Fine, let's investigate that.

MS's profit for: 2008 = $37.9 billion 2007 = $32.6 billion 2006 = $27.81
billion

.. and so on, I can't be bothered entering in the rest of the figures, but the
trend is that MS's profit aswell as revenue are increasing year over year (It
will be a different tune this year, but that's because of the economic
slowdown, not a business failing on MS's part). So you're wrong. They appear
to give about half of this profit to their shareholders each year.

 _"I don't know of many companies that still sell prepackaged software."_

You mean like Oracle, Autodesk, Adobe, Apple, SAP... should I go on?
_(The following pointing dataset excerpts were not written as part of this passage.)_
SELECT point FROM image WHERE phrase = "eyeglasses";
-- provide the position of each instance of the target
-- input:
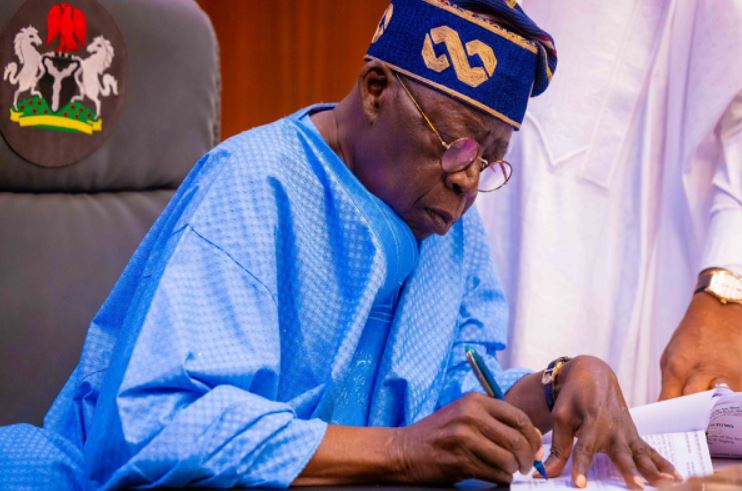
(460, 153)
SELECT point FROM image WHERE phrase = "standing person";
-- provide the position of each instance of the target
(629, 197)
(299, 312)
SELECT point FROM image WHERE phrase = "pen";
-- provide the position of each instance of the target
(489, 384)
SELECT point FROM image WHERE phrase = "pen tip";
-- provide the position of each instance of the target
(540, 468)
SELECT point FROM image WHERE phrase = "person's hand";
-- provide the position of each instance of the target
(474, 437)
(724, 480)
(590, 406)
(705, 350)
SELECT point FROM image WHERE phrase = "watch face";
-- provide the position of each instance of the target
(726, 286)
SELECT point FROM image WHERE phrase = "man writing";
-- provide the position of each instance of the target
(299, 312)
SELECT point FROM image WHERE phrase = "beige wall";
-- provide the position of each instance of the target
(280, 55)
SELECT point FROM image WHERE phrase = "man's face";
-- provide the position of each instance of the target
(406, 172)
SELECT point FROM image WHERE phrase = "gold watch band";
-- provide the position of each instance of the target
(723, 284)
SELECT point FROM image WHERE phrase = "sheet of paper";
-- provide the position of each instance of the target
(687, 451)
(689, 413)
(725, 426)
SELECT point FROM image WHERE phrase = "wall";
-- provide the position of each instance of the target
(280, 55)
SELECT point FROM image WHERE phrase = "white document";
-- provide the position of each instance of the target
(687, 451)
(725, 426)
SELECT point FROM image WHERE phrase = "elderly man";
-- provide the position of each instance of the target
(299, 312)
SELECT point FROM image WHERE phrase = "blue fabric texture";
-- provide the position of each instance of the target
(465, 55)
(273, 296)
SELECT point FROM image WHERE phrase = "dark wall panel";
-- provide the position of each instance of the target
(280, 55)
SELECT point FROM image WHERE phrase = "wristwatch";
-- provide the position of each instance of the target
(549, 377)
(722, 284)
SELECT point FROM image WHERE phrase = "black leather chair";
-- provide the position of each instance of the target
(67, 232)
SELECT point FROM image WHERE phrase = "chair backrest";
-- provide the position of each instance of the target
(66, 232)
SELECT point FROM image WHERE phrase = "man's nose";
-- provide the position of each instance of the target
(465, 181)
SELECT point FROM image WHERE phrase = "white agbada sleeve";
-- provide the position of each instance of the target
(723, 247)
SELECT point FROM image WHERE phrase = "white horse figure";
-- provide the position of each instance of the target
(31, 68)
(88, 79)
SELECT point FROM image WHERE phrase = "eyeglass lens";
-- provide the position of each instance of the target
(462, 152)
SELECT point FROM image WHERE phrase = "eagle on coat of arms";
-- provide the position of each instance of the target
(63, 86)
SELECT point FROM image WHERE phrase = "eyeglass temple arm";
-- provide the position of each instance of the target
(420, 110)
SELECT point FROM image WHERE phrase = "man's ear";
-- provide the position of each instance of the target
(376, 79)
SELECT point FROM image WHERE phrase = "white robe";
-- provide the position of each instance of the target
(627, 182)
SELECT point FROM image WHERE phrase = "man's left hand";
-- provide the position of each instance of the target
(590, 406)
(705, 350)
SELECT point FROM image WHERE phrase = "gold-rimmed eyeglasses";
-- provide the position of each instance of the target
(462, 152)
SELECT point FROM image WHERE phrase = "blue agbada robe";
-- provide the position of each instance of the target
(273, 296)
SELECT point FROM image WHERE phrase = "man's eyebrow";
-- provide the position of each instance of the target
(500, 147)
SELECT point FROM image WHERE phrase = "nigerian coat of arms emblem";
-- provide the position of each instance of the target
(63, 79)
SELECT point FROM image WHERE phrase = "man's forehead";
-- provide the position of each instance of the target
(454, 114)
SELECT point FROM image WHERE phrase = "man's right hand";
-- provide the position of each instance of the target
(474, 437)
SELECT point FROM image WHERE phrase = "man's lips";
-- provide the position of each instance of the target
(440, 220)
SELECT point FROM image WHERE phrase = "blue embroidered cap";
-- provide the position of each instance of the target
(450, 48)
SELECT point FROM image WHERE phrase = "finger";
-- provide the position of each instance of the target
(698, 382)
(720, 382)
(647, 465)
(561, 444)
(672, 386)
(489, 457)
(517, 419)
(511, 440)
(622, 458)
(582, 457)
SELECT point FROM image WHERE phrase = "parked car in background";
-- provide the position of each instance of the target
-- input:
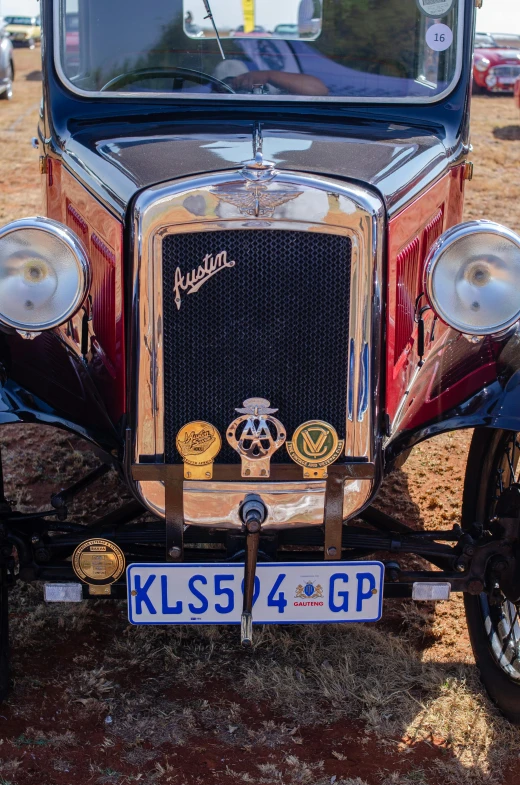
(287, 30)
(495, 68)
(6, 64)
(507, 39)
(24, 30)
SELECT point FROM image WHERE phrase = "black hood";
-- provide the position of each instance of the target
(398, 161)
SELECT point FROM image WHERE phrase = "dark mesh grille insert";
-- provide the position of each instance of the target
(273, 326)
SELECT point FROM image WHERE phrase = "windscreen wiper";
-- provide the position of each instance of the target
(210, 16)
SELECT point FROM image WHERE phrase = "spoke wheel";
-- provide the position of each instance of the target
(493, 621)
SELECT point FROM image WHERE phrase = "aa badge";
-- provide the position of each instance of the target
(314, 446)
(256, 435)
(199, 443)
(99, 563)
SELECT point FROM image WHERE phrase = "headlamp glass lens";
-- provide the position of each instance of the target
(41, 279)
(476, 283)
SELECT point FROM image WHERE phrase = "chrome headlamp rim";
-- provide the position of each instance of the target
(445, 241)
(80, 254)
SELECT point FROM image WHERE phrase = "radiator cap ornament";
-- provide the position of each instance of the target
(256, 435)
(315, 445)
(198, 443)
(99, 563)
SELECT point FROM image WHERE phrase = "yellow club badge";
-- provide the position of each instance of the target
(199, 443)
(99, 563)
(314, 446)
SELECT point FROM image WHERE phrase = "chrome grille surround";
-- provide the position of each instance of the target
(192, 205)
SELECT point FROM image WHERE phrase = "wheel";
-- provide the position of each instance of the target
(493, 621)
(8, 92)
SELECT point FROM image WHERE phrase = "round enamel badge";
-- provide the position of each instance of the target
(98, 562)
(315, 445)
(199, 443)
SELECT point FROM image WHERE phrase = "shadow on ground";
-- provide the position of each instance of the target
(509, 133)
(114, 703)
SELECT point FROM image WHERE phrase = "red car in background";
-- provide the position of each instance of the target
(495, 68)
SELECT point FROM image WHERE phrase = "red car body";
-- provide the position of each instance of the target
(496, 69)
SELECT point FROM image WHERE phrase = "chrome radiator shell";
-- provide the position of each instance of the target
(193, 205)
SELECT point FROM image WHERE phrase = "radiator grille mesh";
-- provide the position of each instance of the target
(275, 325)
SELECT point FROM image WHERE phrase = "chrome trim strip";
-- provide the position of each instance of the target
(192, 205)
(259, 98)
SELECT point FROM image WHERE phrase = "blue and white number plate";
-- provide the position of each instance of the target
(294, 593)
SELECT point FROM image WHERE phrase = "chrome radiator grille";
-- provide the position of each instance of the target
(275, 325)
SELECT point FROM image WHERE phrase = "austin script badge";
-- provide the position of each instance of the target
(192, 281)
(256, 435)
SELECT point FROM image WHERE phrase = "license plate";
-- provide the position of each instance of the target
(294, 593)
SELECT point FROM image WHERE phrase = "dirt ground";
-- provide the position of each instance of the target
(97, 701)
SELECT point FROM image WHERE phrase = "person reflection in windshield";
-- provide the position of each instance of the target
(295, 84)
(284, 75)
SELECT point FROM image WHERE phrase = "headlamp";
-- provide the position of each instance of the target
(44, 274)
(472, 278)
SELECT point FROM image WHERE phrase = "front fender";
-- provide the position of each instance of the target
(461, 385)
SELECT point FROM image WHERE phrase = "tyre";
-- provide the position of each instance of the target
(493, 623)
(8, 92)
(5, 680)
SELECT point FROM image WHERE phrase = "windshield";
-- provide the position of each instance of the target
(326, 49)
(485, 42)
(19, 20)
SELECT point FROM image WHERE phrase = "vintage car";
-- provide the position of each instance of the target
(6, 64)
(495, 67)
(251, 291)
(23, 30)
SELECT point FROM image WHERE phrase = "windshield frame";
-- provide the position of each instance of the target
(264, 100)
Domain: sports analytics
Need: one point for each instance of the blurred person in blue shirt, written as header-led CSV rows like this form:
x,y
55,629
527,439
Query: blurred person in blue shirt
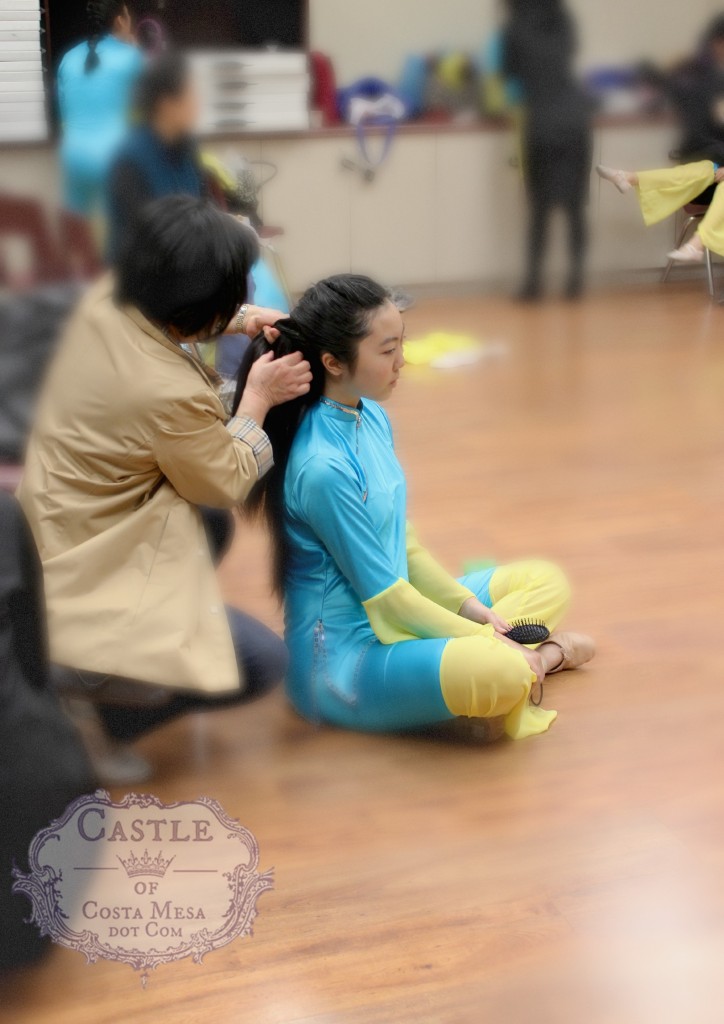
x,y
95,81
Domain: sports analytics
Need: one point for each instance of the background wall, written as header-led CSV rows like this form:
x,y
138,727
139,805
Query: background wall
x,y
372,38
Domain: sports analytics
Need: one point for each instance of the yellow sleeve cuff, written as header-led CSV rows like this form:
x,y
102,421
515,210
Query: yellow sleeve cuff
x,y
401,613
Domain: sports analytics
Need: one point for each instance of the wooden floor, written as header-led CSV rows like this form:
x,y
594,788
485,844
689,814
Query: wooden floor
x,y
571,878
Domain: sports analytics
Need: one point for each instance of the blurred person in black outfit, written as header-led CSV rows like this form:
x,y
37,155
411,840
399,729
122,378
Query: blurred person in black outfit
x,y
695,89
43,765
539,45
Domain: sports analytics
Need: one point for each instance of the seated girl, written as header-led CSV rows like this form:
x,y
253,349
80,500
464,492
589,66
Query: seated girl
x,y
664,192
380,636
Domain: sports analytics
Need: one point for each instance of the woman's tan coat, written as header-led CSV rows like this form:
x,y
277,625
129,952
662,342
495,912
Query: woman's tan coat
x,y
128,440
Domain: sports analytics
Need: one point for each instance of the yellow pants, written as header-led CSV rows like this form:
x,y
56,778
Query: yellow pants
x,y
481,677
663,193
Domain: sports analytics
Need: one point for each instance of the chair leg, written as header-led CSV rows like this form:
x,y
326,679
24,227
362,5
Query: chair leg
x,y
710,271
679,242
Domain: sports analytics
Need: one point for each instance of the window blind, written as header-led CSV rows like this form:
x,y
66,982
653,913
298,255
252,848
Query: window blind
x,y
23,109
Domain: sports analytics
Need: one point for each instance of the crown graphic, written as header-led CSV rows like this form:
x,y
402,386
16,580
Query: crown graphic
x,y
145,865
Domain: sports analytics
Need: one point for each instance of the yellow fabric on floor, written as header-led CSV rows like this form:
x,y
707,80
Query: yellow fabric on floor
x,y
664,192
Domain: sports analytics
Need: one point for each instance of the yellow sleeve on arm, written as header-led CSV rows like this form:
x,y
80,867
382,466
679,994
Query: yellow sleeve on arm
x,y
400,612
430,579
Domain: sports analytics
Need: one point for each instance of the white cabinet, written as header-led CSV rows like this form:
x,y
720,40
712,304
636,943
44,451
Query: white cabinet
x,y
392,218
310,200
620,241
479,208
250,91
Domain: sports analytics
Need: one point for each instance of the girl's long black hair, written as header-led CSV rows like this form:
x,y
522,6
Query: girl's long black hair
x,y
100,14
332,316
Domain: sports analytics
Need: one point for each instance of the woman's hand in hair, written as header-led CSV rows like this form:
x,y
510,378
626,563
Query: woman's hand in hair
x,y
258,318
271,382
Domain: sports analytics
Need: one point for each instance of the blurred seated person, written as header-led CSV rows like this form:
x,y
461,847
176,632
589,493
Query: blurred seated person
x,y
664,192
161,157
696,91
129,440
95,81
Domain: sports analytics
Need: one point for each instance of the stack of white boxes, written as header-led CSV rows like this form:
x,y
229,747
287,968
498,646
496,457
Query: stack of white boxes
x,y
252,91
23,111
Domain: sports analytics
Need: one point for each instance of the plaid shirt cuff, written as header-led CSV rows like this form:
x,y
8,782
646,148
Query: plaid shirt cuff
x,y
247,430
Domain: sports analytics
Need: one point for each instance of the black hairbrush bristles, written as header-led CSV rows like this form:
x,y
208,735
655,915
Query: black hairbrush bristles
x,y
528,631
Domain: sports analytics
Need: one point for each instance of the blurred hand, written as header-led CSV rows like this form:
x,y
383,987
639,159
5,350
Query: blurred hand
x,y
271,382
476,611
259,318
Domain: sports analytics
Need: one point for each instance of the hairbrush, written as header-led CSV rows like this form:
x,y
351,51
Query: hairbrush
x,y
528,631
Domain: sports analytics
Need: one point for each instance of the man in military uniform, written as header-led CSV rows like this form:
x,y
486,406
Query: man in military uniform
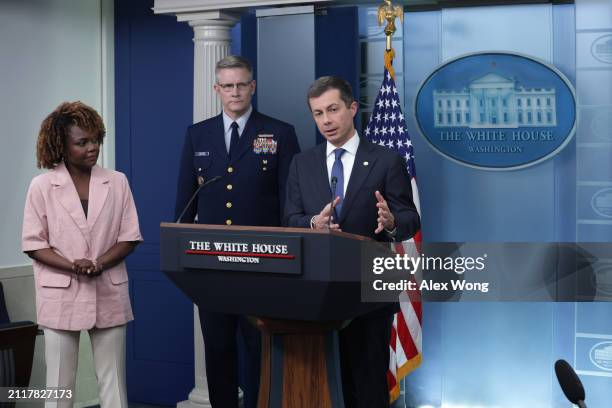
x,y
252,153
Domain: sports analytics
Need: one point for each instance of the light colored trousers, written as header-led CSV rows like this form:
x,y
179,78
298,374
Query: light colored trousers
x,y
61,356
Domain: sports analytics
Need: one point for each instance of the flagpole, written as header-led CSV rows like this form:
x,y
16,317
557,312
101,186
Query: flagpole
x,y
387,12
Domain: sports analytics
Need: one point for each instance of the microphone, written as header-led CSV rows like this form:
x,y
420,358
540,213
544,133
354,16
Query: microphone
x,y
201,186
570,383
334,182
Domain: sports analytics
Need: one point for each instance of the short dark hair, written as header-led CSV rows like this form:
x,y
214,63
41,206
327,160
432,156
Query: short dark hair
x,y
325,83
234,61
56,126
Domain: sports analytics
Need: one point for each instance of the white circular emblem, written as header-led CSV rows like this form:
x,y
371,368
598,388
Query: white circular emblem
x,y
601,355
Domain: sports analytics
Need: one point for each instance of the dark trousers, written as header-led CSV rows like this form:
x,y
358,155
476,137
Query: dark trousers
x,y
364,361
220,345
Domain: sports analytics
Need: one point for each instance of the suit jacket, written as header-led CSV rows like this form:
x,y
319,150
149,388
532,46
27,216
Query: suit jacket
x,y
54,218
252,189
375,168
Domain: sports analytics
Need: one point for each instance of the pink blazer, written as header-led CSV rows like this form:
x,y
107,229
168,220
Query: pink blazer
x,y
54,218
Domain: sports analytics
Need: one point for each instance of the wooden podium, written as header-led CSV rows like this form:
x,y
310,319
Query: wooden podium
x,y
300,285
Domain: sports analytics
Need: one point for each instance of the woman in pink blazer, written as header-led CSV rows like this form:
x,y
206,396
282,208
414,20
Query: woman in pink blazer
x,y
79,224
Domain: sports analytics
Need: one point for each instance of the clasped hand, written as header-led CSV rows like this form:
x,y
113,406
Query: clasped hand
x,y
86,267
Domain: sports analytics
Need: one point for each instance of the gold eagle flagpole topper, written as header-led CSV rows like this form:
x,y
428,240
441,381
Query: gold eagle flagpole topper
x,y
388,12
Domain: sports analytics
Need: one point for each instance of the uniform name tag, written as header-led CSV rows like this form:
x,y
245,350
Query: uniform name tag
x,y
265,144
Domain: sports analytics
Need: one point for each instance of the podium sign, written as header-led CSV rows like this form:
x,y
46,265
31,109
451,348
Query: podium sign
x,y
242,252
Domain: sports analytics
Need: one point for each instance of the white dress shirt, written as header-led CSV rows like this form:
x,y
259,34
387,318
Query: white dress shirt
x,y
348,158
227,126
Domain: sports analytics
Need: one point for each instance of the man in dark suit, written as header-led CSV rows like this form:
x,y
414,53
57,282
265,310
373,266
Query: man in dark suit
x,y
373,198
252,153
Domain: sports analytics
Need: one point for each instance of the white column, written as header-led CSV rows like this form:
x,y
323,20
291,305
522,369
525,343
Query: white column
x,y
212,40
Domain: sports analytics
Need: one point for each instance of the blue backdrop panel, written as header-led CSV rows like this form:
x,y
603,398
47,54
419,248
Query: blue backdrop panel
x,y
154,93
337,50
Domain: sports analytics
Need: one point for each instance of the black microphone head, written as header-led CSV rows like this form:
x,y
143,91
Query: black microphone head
x,y
569,381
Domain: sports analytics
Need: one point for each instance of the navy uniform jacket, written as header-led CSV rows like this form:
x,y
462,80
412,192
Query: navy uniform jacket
x,y
252,188
375,168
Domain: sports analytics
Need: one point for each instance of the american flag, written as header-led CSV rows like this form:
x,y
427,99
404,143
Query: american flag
x,y
387,127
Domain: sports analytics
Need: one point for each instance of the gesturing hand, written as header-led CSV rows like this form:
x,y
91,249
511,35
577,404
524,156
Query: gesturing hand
x,y
321,221
385,220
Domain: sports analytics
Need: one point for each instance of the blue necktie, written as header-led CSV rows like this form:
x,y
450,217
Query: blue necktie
x,y
234,139
338,173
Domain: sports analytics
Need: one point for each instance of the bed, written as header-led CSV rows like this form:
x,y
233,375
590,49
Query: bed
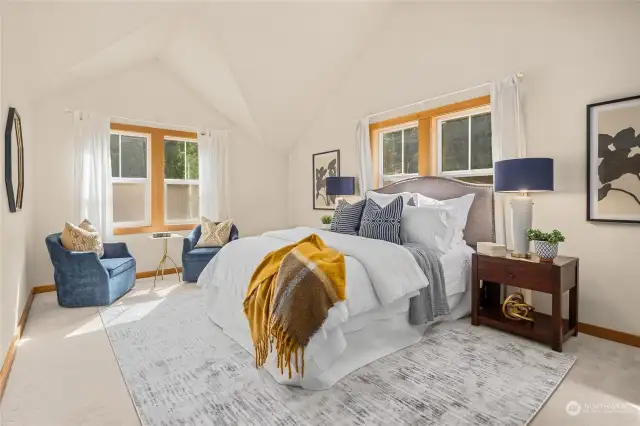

 _PCs will be soon surpassed by smart-phones._

I don't think desktop computing will be replaced any time soon - whether that
be a PC, notebook or a netbook is a different matter, but there will be room
for desktop computing for a long time to come. Smartphones might have a lot
going for them, but they lack the tactile feedback of a keyboard, mouse and
screen combo. Almost nobody in their right mind will be using smartphones in
lieu of a desktop computer for their day to day work. It's just not going to
happen, sorry.

 _"And btw ... FUD is not an incorrect statement, neither something you
disagree with. FUD is an incorrect statement done with a clear intent to
discredit a competitor"_

Actually, FUD is not necessarily used to discredit competitors as it has a
much broader use in language today. Individuals (or organisations) who spread
untrue, inaccurate or poorly researched information knowingly with the intent
of discrediting an organisation or person can be said to be spreading FUD.
It's even more apparent when somebody does it with a clear bias (which you
obviously have a general negative bias with MS, despite you using .net), sort
of like propaganda, because if you had spent 2 or 3 minutes to look at MS's
annual reports, you would see your argument is wrong.

 _"I do have the tendency to check my assumptions from time to time"_

Just not this time, not even in the slightest bit.